With the season ten comic book coming to a close, it’s refreshing to see a graphic novel that stands on its own to take us back to what made audiences fall in love with Buffy in the first place. It’s almost jarring to get back there, to see those characters all the way back in the beginning. This book is set maybe a few weeks after the beginning of the show’s first season. Luckily, the creators were smart enough to make that setting mean something and even find something new to say that wasn’t necessarily explored within the show.
In The High School Years, Buffy and friends are still navigating their friendship. Willow and Xander are figuring out their roles as the Slayerettes.
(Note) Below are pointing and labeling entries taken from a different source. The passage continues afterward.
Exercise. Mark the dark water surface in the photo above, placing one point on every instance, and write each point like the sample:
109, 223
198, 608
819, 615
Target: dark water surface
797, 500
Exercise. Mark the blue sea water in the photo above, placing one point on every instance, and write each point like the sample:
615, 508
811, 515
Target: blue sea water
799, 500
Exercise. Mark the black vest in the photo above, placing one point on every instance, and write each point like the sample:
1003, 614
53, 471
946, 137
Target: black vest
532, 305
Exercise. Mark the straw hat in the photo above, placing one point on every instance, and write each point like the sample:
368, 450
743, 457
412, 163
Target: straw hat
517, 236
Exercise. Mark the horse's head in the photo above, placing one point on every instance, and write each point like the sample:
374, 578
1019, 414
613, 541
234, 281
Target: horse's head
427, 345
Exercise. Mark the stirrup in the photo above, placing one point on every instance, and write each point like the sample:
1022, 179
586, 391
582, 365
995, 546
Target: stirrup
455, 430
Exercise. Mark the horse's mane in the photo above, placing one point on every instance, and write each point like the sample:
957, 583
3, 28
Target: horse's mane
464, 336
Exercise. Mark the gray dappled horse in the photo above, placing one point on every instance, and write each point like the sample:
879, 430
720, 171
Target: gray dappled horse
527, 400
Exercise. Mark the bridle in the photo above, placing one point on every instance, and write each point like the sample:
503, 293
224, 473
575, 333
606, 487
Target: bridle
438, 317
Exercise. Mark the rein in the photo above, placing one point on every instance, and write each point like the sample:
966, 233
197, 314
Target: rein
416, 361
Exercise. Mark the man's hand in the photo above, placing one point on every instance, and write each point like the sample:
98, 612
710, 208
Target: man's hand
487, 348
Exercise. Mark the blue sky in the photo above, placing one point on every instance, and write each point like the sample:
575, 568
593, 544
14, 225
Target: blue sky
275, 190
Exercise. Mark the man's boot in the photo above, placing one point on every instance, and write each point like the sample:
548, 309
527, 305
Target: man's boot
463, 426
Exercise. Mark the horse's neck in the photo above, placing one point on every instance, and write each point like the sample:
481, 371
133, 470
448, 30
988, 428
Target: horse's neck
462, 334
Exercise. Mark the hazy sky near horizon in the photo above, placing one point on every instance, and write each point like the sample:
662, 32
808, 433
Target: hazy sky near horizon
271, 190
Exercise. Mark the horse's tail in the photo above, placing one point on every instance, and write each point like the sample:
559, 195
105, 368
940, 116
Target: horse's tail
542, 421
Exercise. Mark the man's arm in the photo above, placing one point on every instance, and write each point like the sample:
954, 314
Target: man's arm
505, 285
Buffy is dealing with the fact that she used to be so much like Cordelia and now she is unpopular for the first time in her life, but has the closest friends she’s ever known. Some of these things got brought up at certain points over the course of seven seasons, but they were never fully delved into, and this time in their lives was the perfect time to do it.
I’m very happy to say that this is not a wasted opportunity. It gets off to a somewhat rocky start in attempting to sound like season one Buffy but once the comic gets into what it’s actually trying to say about fitting in, finding your place and being a teenager it really hits its stride.
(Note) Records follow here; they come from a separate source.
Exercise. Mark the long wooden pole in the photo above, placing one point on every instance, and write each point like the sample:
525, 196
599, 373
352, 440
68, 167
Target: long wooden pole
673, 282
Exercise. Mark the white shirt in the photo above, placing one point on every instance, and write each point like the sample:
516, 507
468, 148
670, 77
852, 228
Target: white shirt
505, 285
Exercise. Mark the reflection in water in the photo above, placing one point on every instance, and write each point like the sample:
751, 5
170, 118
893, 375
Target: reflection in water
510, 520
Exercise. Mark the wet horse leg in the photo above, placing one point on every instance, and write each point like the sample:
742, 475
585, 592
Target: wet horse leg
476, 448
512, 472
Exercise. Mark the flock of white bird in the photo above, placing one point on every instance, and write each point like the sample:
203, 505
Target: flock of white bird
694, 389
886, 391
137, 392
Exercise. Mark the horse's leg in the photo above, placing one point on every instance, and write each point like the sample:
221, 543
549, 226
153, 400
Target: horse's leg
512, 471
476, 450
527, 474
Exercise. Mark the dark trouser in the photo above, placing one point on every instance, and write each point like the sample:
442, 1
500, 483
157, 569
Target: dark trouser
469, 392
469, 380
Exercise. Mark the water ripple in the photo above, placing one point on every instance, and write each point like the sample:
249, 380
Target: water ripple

We manage to gain some sympathy for the villain, at least at first, until her hypocrisy shows through in a big way toward the end. Still, the villains of the book work in the way they’re needed to.
Like any Buffy story, the biggest strengths here are the characters. All of the best episodes and even the best comics are the ones that are a little smaller, more focused on the interactions between the core cast. Freaks & Geeks takes us back to a time when it was all new, and when these characters we’ve loved throughout the years were still new in each other’s lives.
I’ll admit that I’m not a great fan of the manga style, it’s just something that’s never really appealed to me on a strong level, but the artwork is very good and fits this book rather well. Somehow the script and images work so well together that you can either read this like an American graphic novel or a manga at your own discretion, because there’s definitely a balance of both styles. There are moments that feel lifted directly from a manga, but the overall style of the storytelling feels very much like a traditional graphic novel.
When it was first announced, I was skeptical of The High School Years. Well, maybe not totally skeptical, but I didn’t really see the point considering how far we’d come since then.
But that is the point, I think. If The High School Years is a new Buffy brand then Freaks & Geeks makes sure it starts off on the right foot. This takes us back to a much simpler time in Buffy’s life and that is refreshing in its own way. I miss this kind of Buffy story, even though I love seeing everyone continue to grow in Season 10. I’m very glad to see that it turns out we can have both.